Dashboards and executive summaries are among the tools that can help achieve these tasks and modulate the pace of the integration while obtaining a view of how the program is progressing. Depending on the size and speed of the transaction, these tools can vary from being simply graphs and charts managed manually to automated, integrated solutions, such as EY Capital Edge, a real-time data analytics platform that provides a full suite of capabilities required to help manage a transaction and capture deal value.
It is critical that the IMO constantly coordinates workstreams and drives momentum throughout the integration. Stagnancy during an integration can rapidly deplete value. Financial markets often expect early signs of value capture from the deal, and employees who are already facing heightened levels of change and uncertainty can interpret integration holdups as a sign of instability. It is imperative for the IMO to move the organization as quickly as possible through the integration milestones to meet deadlines and capture value while guiding the team through uncertainty, facilitating decisions and breaking down roadblocks.
M&A Activity
89%of respondents expect to actively pursue a transaction over the next 12 months, with 46% looking to buy assets, 34% looking to divest, and 58% looking to enter a joint venture (JV) or strategic alliance, according to the EY CEO Outlook Pulse, January 2023.
9. Focus on culture, change management and communications.

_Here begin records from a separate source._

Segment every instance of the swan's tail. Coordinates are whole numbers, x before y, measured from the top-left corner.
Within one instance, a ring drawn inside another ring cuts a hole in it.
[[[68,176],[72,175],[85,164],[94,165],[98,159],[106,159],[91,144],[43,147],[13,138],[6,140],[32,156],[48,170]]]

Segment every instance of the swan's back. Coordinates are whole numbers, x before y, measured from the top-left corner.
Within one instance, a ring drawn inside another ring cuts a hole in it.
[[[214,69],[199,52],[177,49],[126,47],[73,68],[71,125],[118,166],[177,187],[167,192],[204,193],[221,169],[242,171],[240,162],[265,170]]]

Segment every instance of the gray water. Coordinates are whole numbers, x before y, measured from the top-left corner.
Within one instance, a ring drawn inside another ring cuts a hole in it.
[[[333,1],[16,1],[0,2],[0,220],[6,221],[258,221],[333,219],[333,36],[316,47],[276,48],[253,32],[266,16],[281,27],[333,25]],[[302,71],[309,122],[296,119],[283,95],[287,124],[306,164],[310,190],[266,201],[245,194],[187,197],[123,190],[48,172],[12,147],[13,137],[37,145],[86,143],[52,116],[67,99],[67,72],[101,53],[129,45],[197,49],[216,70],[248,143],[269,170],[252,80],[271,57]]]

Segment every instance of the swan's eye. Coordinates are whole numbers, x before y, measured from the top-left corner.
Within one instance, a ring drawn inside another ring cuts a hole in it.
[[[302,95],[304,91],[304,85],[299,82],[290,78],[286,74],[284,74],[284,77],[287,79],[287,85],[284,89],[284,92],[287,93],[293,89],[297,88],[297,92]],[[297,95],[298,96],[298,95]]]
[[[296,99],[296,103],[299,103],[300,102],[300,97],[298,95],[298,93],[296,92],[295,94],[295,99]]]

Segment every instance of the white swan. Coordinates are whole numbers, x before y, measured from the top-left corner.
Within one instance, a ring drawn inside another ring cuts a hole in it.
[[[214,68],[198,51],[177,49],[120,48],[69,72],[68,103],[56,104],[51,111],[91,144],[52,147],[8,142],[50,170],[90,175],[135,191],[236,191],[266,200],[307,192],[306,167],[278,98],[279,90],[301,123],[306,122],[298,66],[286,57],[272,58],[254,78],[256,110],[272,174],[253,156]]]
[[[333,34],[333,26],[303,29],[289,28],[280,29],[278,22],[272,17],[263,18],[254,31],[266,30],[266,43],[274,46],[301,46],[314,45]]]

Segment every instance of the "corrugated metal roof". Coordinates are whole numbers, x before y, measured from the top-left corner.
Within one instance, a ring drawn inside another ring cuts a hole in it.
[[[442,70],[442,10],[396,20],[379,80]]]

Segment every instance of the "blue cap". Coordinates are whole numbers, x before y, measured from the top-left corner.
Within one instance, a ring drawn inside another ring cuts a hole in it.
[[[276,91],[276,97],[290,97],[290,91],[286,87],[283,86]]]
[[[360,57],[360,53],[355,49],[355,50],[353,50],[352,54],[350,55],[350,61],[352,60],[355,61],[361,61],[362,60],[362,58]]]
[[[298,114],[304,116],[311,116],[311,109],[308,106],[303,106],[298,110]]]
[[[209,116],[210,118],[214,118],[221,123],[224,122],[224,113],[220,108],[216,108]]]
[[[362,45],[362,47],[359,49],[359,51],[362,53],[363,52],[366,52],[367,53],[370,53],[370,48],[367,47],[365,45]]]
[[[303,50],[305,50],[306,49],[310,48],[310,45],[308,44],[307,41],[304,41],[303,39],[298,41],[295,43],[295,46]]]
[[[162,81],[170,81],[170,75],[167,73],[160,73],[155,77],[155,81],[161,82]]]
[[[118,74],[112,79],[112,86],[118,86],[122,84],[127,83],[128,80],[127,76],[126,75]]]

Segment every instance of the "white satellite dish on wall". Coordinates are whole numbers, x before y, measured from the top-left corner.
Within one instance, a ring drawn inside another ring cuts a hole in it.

Successful deals that capitalize on value drivers and satisfy investors have usually placed a proper focus on cultural integration. Protecting and retaining talent, adherence to guiding principles and avoiding potential pitfalls that may undermine the most well-planned deals can be seen as intangible by some. Nevertheless, these factors are of high importance. For the IMO, here are a few key points to remember:
- Merging cultures is challenging but, if done well, can create an amazing company by leveraging the key aspects of each organization to drive a powerfully aligned end state.
- Creating an environment that inspires and motivates employees has the additional benefit of spreading to the experience of your customers.
An M&A integration will encompass a diverse set of stakeholders. The integration leader is the SteerCo’s eyes and ears, acting as both the executives’ window into the integration and the functional leads’ primary source of access to upper management. It is essential for the IMO to confidently and tactically manage upward, knowing when to escalate issues and potential risks to the executive level, when to delegate authority down and when to make decisions as an executive proxy.
Further, the IMO will need to focus on change management and communication to motivate the core integration team and to confirm that the broader organization is supportive and ready for the pace of change. A significant number of changes could occur throughout the integration that may affect people, processes or technology. The IMO may need to reduce uncertainty, provide clear leadership and effectively communicate the rationale for the decisions to all stakeholders, as applicable.
Shelley Gupta of Ernst & Young LLP, contributed to this article.
Summary
A rigorous M&A integration approach can increase the speed and realization of deal success.